U: ¿Cuál crees que es hoy el lugar que la oralidad tiene en la literatura?
AM: A nivel mundial, no lo sé. A nivel latinoamericano, creo que tiene un lugar preponderante. Muchas de las mejores novelas latinoamericanas de este siglo tienen mucho de viejas historias orales en sus tramas, pero sobre todo creo que hemos dejado de escribir como si nuestros libros tuvieran que parecer traducciones de Anagrama. Eso significa que nuestras palabras, las de cada país, pero incluso las de cada ciudad o pueblo, tienen un lugar destacado. El léxico global latinoamericano se va enriqueciendo porque no hay miedo a escribir como se habla, y no como se supone que debería ser «La Literatura». En general, diría que los márgenes (geográficos, sociales) están dándole importancia a su propia oralidad en la literatura, lo que produce libros más vivos y en tensión.
U: ¿Cualquier cuento puede ser contado en forma oral? ¿O qué se necesita para poder narrar oralmente una historia?
AM: Contar un cuento es proponer a quien escucha una secuencia de imágenes, como para que reproduzca una película en su mente. En ese sentido, es difícil contar cuentos donde lo importante es solamente la sintaxis, porque quien escucha tiene dificultades para ir creando imágenes en la mente y puede terminar por desconectar. Y un narrador nunca puede perder al público. A nivel general, para narrar oralmente una historia se necesita, primero, tener muchas ganas de contarla. Segundo, que esa historia que cuente algo, no sirve un monólogo donde no pase nada. Y obviamente, necesitamos un público que quiera escuchar.

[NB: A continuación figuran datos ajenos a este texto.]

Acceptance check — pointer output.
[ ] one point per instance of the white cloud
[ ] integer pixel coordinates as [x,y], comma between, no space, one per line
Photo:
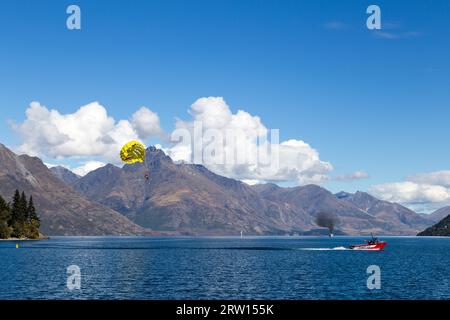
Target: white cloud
[146,123]
[357,175]
[297,161]
[88,132]
[423,192]
[87,167]
[441,178]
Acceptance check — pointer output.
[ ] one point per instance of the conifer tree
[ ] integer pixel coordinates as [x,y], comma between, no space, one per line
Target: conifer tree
[5,217]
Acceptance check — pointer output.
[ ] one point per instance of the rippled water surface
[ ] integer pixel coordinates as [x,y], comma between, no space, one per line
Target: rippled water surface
[223,268]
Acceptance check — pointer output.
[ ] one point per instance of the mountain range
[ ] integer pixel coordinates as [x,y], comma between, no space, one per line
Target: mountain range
[189,199]
[61,209]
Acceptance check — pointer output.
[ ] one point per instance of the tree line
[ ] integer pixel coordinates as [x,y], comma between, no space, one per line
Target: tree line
[19,218]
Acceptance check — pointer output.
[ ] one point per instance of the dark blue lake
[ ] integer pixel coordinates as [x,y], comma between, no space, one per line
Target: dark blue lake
[223,268]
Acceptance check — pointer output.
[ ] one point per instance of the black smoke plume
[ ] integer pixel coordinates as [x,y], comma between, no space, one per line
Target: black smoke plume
[327,220]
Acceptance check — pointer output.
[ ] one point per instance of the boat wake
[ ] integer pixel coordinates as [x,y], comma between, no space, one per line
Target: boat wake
[325,249]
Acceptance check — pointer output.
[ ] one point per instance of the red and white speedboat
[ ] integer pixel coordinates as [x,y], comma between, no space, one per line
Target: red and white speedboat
[373,244]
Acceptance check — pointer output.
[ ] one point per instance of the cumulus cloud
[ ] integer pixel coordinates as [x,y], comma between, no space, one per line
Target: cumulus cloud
[233,144]
[423,192]
[87,167]
[146,123]
[237,145]
[88,132]
[357,175]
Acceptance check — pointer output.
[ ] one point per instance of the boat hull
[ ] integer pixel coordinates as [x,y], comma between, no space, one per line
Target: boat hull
[372,247]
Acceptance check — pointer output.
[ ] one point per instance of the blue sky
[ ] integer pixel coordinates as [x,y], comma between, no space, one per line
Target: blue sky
[379,103]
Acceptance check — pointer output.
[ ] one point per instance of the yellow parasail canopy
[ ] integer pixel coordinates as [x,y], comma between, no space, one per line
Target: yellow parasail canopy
[132,152]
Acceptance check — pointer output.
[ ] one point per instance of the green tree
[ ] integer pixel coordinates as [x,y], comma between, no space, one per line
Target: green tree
[5,217]
[33,220]
[17,216]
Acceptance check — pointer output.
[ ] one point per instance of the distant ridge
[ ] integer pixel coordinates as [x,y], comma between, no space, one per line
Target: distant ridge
[62,211]
[442,228]
[190,199]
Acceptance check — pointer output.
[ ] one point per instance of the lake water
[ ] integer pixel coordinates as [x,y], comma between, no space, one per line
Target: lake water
[224,268]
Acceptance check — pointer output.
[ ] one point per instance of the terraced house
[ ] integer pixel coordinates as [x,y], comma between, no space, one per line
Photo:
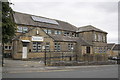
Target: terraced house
[40,37]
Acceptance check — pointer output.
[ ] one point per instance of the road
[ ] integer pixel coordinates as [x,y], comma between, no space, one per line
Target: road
[105,71]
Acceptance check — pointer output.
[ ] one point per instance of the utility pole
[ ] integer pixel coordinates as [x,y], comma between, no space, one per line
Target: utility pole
[45,56]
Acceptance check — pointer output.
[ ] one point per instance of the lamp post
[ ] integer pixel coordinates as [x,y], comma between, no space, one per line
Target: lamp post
[44,47]
[72,50]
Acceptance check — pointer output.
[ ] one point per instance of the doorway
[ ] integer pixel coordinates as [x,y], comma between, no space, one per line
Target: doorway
[24,50]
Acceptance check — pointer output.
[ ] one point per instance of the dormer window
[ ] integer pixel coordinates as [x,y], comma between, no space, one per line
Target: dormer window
[48,31]
[57,32]
[95,37]
[22,29]
[66,33]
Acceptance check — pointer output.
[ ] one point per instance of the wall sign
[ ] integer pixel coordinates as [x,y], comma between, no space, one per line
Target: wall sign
[37,38]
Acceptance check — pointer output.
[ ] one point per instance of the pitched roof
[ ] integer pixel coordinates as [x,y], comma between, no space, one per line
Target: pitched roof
[26,19]
[89,28]
[82,42]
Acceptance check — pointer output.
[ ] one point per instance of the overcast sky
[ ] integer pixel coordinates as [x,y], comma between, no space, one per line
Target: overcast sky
[102,14]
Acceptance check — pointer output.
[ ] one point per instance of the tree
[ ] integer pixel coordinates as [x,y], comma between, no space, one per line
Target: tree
[8,25]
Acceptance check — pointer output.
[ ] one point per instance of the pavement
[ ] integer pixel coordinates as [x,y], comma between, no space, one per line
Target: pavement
[19,66]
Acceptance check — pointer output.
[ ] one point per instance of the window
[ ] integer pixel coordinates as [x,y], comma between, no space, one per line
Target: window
[47,46]
[77,35]
[45,30]
[73,34]
[57,46]
[8,47]
[49,31]
[37,47]
[88,50]
[95,37]
[57,32]
[70,46]
[22,29]
[95,49]
[104,39]
[66,33]
[19,29]
[25,29]
[100,49]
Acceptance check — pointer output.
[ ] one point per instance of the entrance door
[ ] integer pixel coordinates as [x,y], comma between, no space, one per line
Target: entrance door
[24,51]
[88,50]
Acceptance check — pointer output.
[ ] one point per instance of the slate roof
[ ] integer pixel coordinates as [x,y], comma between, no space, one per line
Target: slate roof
[25,19]
[64,38]
[89,28]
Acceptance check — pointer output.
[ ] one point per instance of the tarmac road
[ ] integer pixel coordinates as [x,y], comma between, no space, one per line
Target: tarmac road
[103,71]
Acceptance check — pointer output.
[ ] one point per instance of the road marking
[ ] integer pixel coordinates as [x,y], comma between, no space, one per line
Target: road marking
[38,71]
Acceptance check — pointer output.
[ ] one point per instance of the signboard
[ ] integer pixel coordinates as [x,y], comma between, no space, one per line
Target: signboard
[37,38]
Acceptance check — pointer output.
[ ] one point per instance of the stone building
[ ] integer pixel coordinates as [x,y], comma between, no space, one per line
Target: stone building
[37,37]
[113,50]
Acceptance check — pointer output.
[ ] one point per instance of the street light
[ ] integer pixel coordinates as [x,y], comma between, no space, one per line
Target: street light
[44,47]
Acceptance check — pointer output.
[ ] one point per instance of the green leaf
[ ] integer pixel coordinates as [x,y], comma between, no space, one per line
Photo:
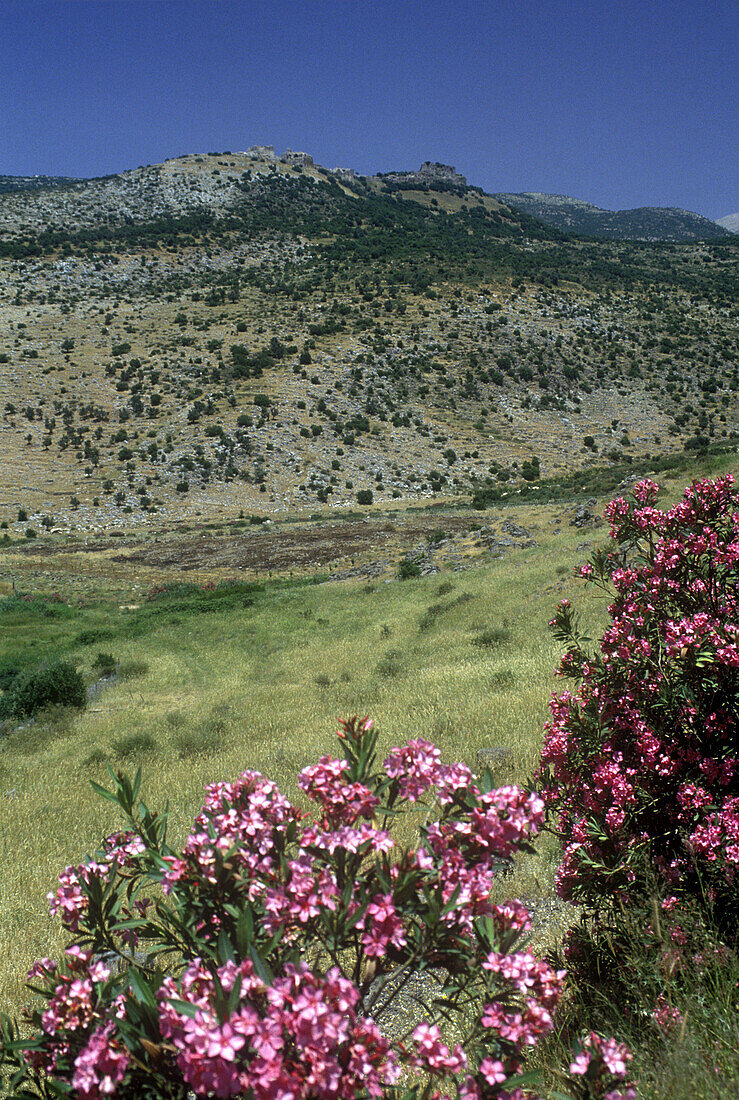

U: Nuestra pregunta ya clásica para cerrar entrevistas: ¿Qué libros tenés en la mesita de luz?
AM: Ahora mismo estoy leyendo la novela Una historia es una piedra arrojada al río, de la catalana Monica Batet. Y tengo en la mesita de luz (velador, le decimos por acá) Autogol, una novela del colombiano Ricardo Silva Romero. Al mismo tiempo, siempre estoy leyendo cuentos populares, ahora estoy leyendo los Cuentos prohibidos rusos, una colección de cuentos de tradición oral rusa, muy inapropiados para niños, que por lo mismo quedaron fuera de la recopilación de cuentos populares de Afanasiev.